Package for creating and manipulating phylogenies

Documentation PackageEvaluator Build Status of master
Works with 1.0!

Installation

The package is registered in METADATA on Julia v0.6 and the General registry on v0.7 and v1.0 and so can be installed with add. For example on Julia v1.0:

(v1.0) pkg> add Phylo
 Resolving package versions...
  Updating `~/.julia/environments/v1.0/Project.toml`
  [aea672f4] + Phylo v0.3.2
  Updating `~/.julia/environments/v1.0/Manifest.toml`
  [7d9fca2a] + Arpack v0.2.2
  [9e28174c] + BinDeps v0.8.9
  [31c24e10] + Distributions v0.16.2
  [90014a1f] + PDMats v0.9.4
  [aea672f4] + Phylo v0.3.2
  [1fd47b50] + QuadGK v2.0.0
  [79098fc4] + Rmath v0.5.0
  [276daf66] + SpecialFunctions v0.7.0
  [4c63d2b9] + StatsFuns v0.7.0
  [0796e94c] + Tokenize v0.5.2
  [30578b45] + URIParser v0.4.0
  [4607b0f0] + SuiteSparse

(v1.0) pkg>

Project Status

The package is tested against the current Julia v1.0 release, but also the previous v0.6 and v0.7 versions on Linux, macOS, and Windows.

Contributing and Questions

Contributions are very welcome, as are feature requests and suggestions.
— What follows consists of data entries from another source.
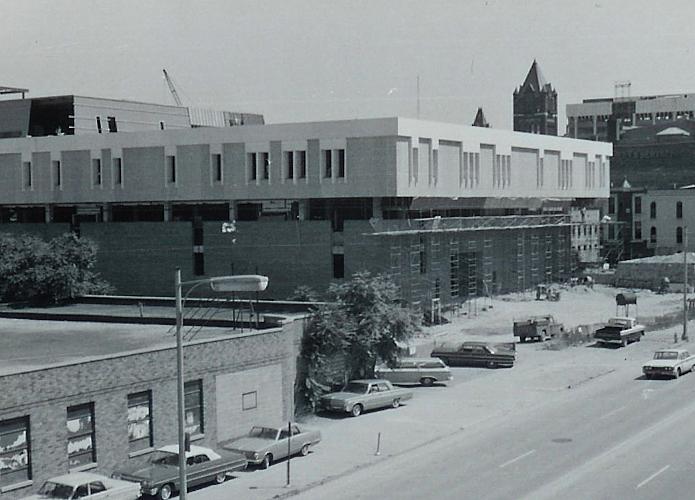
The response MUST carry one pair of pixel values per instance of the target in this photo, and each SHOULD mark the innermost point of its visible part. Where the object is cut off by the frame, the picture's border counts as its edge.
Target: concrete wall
(44, 395)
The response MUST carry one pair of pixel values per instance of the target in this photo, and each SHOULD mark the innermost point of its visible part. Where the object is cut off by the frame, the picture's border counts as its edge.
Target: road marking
(502, 466)
(652, 476)
(613, 412)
Please open an issue if you encounter any problems or would just like to ask a question.

Summary

Phylo is a Julia package that provides functionality for generating phylogenetic trees to feed into our Diversity package to calculate phylogenetic diversity. Phylo is currently in alpha, and is missing much functionality that people may desire, so please raise an issue if/when you find problems or missing functionality - don't assume that I know! Currently the package can be used to make trees manually, to generate random trees using the framework from Distributions, and to read newick and nexus format trees from files. For instance, to construct a sampler for 5 tip non-ultrametric trees, and then generate one or two random tree of that type:

julia> using Phylo

julia> nu = Nonultrametric(5);

julia> tree = rand(nu)
Phylogenetic tree with 5 tips, 9 nodes and 8 branches.
Leaf names are tip 1, tip 2, tip 3, tip 4 and tip 5

julia> trees = rand(nu, ["Tree 1", "Tree 2"])
TreeSet with 2 trees, each with 5 tips.
Tree names are Tree 2 and Tree 1

Tree 2: Phylogenetic tree with 5 tips,9 nodes and 8 branches.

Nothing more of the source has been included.